IP blog series in plain English
Over the next few months, I will be writing a series of blogs on IP in a language hopefully anyone can understand. I want to define IP, talk about IP rights (IPR for short), and explain some terminology I have heard a lot recently, like the alphabet soup of SEP, NEP, and FRAND. I want to hit on how and why companies approach IP differently, how IP is licensed and the role of standards bodies, the courts, and regulatory agencies in governing what you can do with your IP, how you can protect it, and what recourse you have if it is infringed.
I realize all this can be quite polarizing so I will try my best to present both sides of the (pro- and against-) arguments in addition to my opinion. Trust me, not everyone is in agreement on IP- some on the fringe believe that everything should be free, open-sourced, and unprotected. I’ll also try to write in understandable language as IP can be very legal, academic, and scholarly. With that, let me dive in. For the sake of the rest of this blog, I want to start first by defining IP and IP Rights.

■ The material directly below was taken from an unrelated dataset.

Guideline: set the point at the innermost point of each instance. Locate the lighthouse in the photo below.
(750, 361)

What is intellectual property (IP)?
There are lots of different kinds of owned property, some “tangible,” like a car we can see, touch, and feel, and some “intangible” that we cannot see, touch and feel. IP is owned, intangible property and is the created by the mind, or intellect.
As I’m in high-tech, I like to think of IP simply as inventions owned by someone. It’s not just inventions though, IP can comprise of what is said or heard (e.g. speech, music), what is written (e.g. books, music), designs (e.g. automobiles), a logo (e.g. Nike swoosh), a recipe (e.g. Coke secret formula) or brand name (e.g. Pepsi), etc. As we saw in the Apple-Samsung litigation, a “curve” can be IP, and in that case, design IP.
How is IP protected?
Tangible property, like a home, is relatively easy to protect and prove ownership. After we close on a home, we receive a title certificate that says we “own it”. A title search is performed beforehand, examining previous owners to ensure no one else has a right to the property. If someone else does have a right to your property, the title search will surface exactly what rights those are, such as a gas utility easement to enter the property to check a pipe, or an electric company’s right to access an electrical pole. Rarely do you have others come knocking on your door and say they own your house. As homeowners, we have the exclusive right to lease our property to another person using a leasing agreement to spell out all the details. If that renter doesn’t live up to the leasing agreement, the homeowner has the right to evict the tenant.

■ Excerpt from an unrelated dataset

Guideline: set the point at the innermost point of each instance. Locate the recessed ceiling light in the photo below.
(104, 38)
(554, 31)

Intangible property like IP is more challenging to protect as you typically can’t see it, touch it, or feel it. Therefore, instruments were created to protect the inventor, in the form of the more familiar “patents,” “copyrights,” and “trademarks.” There are more examples of these instruments, but describing them in this blog may just complicate and confuse. Patents, copyrights, and trademarks provide exclusive rights to the owner, that no one else can have, and therefore the owner has the right to exclude other people from using the invention or design.

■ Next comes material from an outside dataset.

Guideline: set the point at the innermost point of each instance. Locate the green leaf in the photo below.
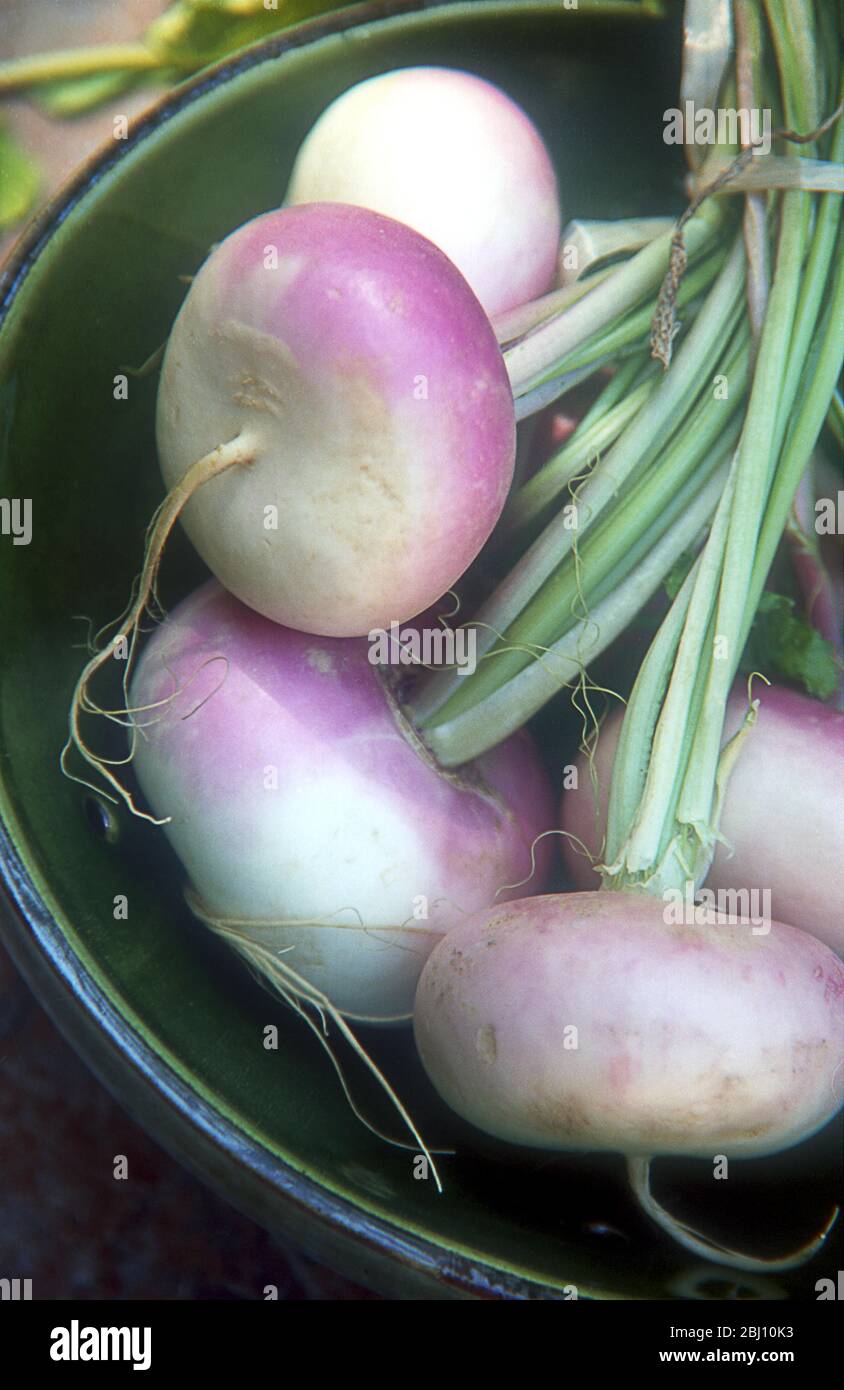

IP rights, or “IPR” for short, are more complex than ownership rights of your home, but they are similar in that they’re all valuable property you own, that someone can’t just steal because they’re intangible.
Intellectual property (IP) isn’t just about technology; it’s about music, books, designs, and logos. In technology, IP is becoming more important than ever, as it is the bedrock of invention driving the innovation that is improving lives and disrupting every industry out there. I believe every business will need to create IP, or it will cease to exist in the future and that the IP pendulum has swung back to the side that undermines invention and reduces protections for inventors. In my next column, I’ll go into a bit more detail on IP rights and implications of having weak protections.